#' @title ctbi.outlier
#'
#' @description \bold{Please cite} the following companion paper if you're using the \code{ctbi} package: Ritter, F.: Technical note: A procedure to clean, decompose, and aggregate time series, Hydrol. Earth Syst.
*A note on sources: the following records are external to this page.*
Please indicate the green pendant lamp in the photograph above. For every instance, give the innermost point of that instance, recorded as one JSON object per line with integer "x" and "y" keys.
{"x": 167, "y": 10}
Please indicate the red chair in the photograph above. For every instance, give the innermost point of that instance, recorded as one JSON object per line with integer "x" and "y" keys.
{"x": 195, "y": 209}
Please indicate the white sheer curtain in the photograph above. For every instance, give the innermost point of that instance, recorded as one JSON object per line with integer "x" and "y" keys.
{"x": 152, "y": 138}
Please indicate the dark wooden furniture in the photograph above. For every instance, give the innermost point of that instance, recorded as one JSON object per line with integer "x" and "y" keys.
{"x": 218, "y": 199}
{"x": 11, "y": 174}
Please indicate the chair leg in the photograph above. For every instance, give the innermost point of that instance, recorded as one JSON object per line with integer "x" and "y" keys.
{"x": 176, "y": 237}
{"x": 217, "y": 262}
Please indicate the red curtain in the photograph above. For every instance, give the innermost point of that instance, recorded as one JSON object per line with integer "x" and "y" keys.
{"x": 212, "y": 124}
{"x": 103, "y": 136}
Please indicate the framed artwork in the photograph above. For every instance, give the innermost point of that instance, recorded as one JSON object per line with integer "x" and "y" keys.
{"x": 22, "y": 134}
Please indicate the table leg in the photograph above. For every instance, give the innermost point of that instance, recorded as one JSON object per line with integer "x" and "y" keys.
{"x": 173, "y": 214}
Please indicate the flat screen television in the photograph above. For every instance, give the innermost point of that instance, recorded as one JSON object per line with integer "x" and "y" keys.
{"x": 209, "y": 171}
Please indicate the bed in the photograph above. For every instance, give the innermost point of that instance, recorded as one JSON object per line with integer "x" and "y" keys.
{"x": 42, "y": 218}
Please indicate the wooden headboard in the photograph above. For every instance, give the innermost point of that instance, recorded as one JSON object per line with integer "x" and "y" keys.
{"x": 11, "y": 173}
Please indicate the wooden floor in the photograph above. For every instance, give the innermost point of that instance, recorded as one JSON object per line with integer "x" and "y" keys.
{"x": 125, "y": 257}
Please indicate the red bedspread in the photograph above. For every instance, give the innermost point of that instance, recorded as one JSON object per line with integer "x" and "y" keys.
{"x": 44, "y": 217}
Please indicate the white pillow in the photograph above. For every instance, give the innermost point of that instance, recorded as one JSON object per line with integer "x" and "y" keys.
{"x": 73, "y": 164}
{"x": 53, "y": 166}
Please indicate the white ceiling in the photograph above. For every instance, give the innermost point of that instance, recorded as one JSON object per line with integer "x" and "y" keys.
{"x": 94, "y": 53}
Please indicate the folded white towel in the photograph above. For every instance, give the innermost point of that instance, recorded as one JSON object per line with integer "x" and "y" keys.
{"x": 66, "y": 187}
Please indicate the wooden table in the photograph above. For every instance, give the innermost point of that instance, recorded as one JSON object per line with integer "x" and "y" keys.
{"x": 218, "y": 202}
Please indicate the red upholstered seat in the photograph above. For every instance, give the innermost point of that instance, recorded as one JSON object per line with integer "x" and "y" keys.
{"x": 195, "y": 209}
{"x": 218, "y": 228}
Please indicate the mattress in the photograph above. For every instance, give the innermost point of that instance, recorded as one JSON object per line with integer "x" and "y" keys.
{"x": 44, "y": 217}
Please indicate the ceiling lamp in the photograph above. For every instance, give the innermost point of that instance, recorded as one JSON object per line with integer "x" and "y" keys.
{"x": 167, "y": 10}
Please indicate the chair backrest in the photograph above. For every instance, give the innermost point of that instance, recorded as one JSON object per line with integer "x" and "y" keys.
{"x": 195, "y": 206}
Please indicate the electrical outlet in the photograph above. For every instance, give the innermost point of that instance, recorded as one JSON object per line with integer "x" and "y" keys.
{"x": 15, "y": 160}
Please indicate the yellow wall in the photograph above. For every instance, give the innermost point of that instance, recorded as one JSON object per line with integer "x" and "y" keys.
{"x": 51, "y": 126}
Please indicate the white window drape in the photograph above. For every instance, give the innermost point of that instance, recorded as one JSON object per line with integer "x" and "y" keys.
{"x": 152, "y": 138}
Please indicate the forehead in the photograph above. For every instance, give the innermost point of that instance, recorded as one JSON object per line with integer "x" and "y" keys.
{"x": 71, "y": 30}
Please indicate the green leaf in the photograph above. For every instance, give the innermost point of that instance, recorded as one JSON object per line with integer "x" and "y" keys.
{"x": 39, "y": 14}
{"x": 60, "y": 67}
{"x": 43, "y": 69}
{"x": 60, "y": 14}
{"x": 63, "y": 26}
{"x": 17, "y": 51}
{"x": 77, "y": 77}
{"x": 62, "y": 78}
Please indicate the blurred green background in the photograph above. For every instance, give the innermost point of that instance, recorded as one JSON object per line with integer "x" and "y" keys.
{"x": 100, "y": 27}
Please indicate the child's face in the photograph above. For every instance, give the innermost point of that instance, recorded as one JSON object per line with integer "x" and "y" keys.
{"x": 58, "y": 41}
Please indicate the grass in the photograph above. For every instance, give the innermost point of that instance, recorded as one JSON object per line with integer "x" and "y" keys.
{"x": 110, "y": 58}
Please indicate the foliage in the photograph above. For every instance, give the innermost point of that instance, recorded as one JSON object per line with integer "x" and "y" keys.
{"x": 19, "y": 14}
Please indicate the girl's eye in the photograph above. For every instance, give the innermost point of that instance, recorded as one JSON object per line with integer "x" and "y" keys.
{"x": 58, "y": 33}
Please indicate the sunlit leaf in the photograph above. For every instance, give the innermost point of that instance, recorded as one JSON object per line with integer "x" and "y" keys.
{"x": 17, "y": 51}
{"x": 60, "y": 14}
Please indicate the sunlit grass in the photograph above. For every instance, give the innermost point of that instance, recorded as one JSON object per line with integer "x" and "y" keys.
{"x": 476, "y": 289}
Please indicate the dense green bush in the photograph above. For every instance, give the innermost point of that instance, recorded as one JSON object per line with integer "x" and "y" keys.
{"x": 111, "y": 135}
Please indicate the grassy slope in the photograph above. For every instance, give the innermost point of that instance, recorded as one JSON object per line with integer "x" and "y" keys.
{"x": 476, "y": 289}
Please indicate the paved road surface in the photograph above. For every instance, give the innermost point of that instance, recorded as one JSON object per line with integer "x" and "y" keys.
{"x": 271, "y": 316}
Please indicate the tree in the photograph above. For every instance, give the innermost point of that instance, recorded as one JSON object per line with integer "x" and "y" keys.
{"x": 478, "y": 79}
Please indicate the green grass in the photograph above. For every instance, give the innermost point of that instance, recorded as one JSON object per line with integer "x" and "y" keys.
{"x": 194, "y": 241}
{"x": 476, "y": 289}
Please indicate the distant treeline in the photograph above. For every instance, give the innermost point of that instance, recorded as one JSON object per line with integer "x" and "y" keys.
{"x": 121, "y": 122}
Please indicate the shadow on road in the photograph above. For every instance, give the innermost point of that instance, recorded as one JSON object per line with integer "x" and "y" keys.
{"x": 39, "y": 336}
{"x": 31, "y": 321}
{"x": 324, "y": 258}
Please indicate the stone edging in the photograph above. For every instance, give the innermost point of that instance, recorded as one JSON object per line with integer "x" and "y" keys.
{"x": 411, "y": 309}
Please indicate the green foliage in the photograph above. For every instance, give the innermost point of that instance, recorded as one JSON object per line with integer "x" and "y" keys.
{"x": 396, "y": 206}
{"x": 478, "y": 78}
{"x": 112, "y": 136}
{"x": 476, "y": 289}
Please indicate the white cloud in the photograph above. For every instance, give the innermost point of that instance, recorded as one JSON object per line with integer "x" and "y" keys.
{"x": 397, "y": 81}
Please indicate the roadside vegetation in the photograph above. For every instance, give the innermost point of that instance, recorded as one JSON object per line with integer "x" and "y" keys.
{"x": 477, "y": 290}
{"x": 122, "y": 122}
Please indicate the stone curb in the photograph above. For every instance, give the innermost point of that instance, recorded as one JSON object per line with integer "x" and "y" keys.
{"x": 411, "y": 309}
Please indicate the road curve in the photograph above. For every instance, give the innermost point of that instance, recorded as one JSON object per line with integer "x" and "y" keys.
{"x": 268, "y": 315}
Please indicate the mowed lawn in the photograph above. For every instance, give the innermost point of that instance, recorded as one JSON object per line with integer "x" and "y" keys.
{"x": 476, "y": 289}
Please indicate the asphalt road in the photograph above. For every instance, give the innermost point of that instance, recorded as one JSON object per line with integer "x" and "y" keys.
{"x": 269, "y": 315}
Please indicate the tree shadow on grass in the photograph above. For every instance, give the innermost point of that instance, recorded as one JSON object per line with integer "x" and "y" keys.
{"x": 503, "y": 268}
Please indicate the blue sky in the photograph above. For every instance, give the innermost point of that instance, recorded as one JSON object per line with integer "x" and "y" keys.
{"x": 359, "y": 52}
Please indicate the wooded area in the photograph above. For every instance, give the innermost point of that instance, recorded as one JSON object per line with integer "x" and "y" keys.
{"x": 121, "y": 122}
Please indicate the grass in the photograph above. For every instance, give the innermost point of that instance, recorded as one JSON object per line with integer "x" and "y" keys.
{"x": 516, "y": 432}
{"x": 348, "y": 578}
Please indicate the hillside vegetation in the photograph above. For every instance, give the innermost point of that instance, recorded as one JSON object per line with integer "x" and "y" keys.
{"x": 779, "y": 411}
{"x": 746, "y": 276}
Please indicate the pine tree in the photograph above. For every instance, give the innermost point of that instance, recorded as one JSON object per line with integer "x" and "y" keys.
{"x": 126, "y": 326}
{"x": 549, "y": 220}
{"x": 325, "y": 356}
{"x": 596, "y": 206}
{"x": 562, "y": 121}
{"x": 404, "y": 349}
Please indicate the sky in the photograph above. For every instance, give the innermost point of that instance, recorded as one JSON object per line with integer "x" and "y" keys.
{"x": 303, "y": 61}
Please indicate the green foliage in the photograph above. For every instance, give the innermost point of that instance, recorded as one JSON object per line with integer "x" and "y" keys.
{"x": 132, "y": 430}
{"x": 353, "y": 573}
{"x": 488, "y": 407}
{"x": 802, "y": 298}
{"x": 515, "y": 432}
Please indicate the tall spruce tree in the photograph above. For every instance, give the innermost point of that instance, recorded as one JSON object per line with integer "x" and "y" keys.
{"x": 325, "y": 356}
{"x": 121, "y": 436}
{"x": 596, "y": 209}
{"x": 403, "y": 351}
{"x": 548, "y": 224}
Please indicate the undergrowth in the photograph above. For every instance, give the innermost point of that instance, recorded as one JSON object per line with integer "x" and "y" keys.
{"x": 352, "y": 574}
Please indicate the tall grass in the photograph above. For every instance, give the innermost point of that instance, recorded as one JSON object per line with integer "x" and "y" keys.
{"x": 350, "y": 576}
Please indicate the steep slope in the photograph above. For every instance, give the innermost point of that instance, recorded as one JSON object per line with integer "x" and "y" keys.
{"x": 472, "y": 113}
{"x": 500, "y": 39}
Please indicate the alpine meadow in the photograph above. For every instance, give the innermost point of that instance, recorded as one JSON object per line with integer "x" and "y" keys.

Sci., 27, 349–361, https://doi.org/10.5194/hess-27-349-2023, 2023.
#'
#' Outliers in an univariate dataset \code{y} are flagged using an enhanced box plot rule (called \bold{Logbox}, input: \code{coeff.outlier}) that is adapted to non-Gaussian data and keeps the type I error at \eqn{\frac{0.1}{\sqrt{n}}} \% (percentage of erroneously flagged outliers).
#'
#' The box plot rule flags data points as outliers if they are below \eqn{L} or above \eqn{U} using the sample quantile \eqn{q}:
#'
#' \eqn{L = q(0.25)-\alpha \times (q(0.75)- q(0.25))}
#'
#' \eqn{U = q(0.75)+\alpha \times (q(0.75)- q(0.25))}
#'
#' \bold{Logbox} replaces the original \eqn{\alpha = 1.5} constant of the box plot rule with \eqn{\alpha = A \times \log(n)+B+\frac{C}{n}}. The variable \eqn{n \geq 9} is the sample size, \eqn{C = 36} corrects biases emerging in small samples, and \eqn{A} and \eqn{B} are automatically calculated on a predictor of the maximum tail weight defined as \eqn{m_{*} = \max(m_{-},m_{+})-0.6165}.
#'
#' The two functions (\eqn{m_{-}},\eqn{m_{+}}) are defined as:
#'
#' \eqn{m_{-} = \frac{q(0.875)- q(0.625)}{q(0.75)- q(0.25)}}
#'
#' \eqn{m_{+} = \frac{q(0.375)- q(0.125)}{q(0.75)- q(0.25)}}
#'
#' And finally, \eqn{A = f_{A}(}\eqn{m_{*}}\eqn{)} and \eqn{B = f_{B}(}\eqn{m_{*}}\eqn{)} with \eqn{m_{*}} restricted to [0,2]. The functions \eqn{(f_{A},f_{B})} are defined as:
#'
#' \eqn{f_{A}(x) = 0.2294\exp(2.9416x-0.0512x^{2}-0.0684x^{3})}
#'
#' \eqn{f_{B}(x) = 1.0585+15.6960x-17.3618x^{2}+28.3511x^{3}-11.4726x^{4}}
#'
#' Both functions have been calibrated on the Generalized Extreme Value and Pearson families.
#'
#' @param y univariate data (numeric vector)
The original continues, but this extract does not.